Che dirgli, visto che come cittadino non mi piace scherzare su cose serie? La scuola (ma anche lo sport per le sue enormi implicazioni socioculturali) è argomento talmente capitale che sarebbe improvvido farci sopra delle risate. Il docente, con immagine certo riduttiva ma efficace, deve essere considerato almeno come un arbitro di calcio. Più ancora, egli è visto (meglio: era visto) come un maestro. In altre parole deve avere prestigio. Se lo si riduce a esecutore di ciò che gli imporranno i suoi allievi, il caos e l’ingiustizia sono assicurati. Se un gruppo qualsiasi di persone deve affidarsi volta per volta a persone di riferimento nuove e magari raccogliticce, tanto più se gli interessati sono bambini e preadolescenti, ci si troverà immancabilmente di fronte all’incertezza. Senza una mente dirigente ciascuno si muoverà secondo la legge del branco, seguendo le onde d’urto che si creeranno per le dinamiche conosciute.
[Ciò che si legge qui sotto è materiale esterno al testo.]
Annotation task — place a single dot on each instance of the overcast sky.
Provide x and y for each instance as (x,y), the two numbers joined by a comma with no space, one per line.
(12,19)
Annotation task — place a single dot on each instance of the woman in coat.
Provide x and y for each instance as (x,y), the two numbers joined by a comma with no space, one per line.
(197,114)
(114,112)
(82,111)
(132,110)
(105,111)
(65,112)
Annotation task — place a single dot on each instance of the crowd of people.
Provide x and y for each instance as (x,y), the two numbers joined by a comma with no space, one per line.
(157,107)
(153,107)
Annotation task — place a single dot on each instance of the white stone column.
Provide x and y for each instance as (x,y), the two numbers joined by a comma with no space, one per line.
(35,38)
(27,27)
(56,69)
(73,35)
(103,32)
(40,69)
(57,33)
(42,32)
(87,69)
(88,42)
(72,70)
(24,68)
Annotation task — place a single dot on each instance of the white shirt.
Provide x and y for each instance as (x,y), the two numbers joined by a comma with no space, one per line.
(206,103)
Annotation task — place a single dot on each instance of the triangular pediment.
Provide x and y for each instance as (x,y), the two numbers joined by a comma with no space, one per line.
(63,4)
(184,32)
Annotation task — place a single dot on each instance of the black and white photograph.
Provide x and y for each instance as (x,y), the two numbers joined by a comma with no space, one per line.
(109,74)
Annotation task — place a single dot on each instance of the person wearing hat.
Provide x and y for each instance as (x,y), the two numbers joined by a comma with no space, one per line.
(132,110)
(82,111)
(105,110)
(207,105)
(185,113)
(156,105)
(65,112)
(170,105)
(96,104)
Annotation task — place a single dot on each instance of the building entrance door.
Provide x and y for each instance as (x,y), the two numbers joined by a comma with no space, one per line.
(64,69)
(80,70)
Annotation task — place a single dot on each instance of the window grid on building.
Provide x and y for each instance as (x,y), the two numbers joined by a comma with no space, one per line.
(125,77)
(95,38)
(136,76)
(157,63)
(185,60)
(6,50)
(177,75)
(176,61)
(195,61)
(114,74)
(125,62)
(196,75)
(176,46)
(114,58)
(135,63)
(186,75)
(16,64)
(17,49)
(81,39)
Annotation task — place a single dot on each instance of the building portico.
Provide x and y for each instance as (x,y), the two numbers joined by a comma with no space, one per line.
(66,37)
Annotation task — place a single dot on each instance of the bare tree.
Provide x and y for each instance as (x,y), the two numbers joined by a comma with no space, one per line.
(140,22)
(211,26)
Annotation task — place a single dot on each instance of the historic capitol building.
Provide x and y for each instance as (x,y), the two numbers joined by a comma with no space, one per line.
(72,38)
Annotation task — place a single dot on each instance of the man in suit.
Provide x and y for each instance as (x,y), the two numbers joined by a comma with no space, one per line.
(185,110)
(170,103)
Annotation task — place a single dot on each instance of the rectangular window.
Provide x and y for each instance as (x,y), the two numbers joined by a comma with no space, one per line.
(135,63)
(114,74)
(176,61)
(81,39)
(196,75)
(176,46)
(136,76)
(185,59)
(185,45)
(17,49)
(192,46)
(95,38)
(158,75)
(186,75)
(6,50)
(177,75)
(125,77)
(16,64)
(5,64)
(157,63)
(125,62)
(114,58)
Tutti noi, ci consenta Bertoli, facciamo il tifo per una buona scuola. Ma quando sentiamo fantasticare di adattamento agli allievi e parallelamente di abolizione della licenza elementare; quando si prospettano i soliti triti e ritriti comandamenti quali l’inclusività e l’eterogeneità, pretendendo di essere equi solo perché sulla carta c’è una chimerica e globalizzata differenziazione pedagogica e la personalizzazione imposta dei percorsi formativi; quando per ottenere questo si rinuncia a ogni obiettivo di conoscenza pur mantenendo per somma ipocrisia le materie; quando alla fine non saranno nemmeno necessari voti sufficienti per proseguire gli studi al liceo o in scuole di pari grado, ebbene io non ardo nemmeno la più piccola candelina per una tale scuola, anzi mi rifiuto formalmente di chiamarla con questo vocabolo.

Onorevole Bertoli, la partita che al momento si prospetta finirà zero a zero: fuor di metafora, zero per la scuola e zero per la società ticinese.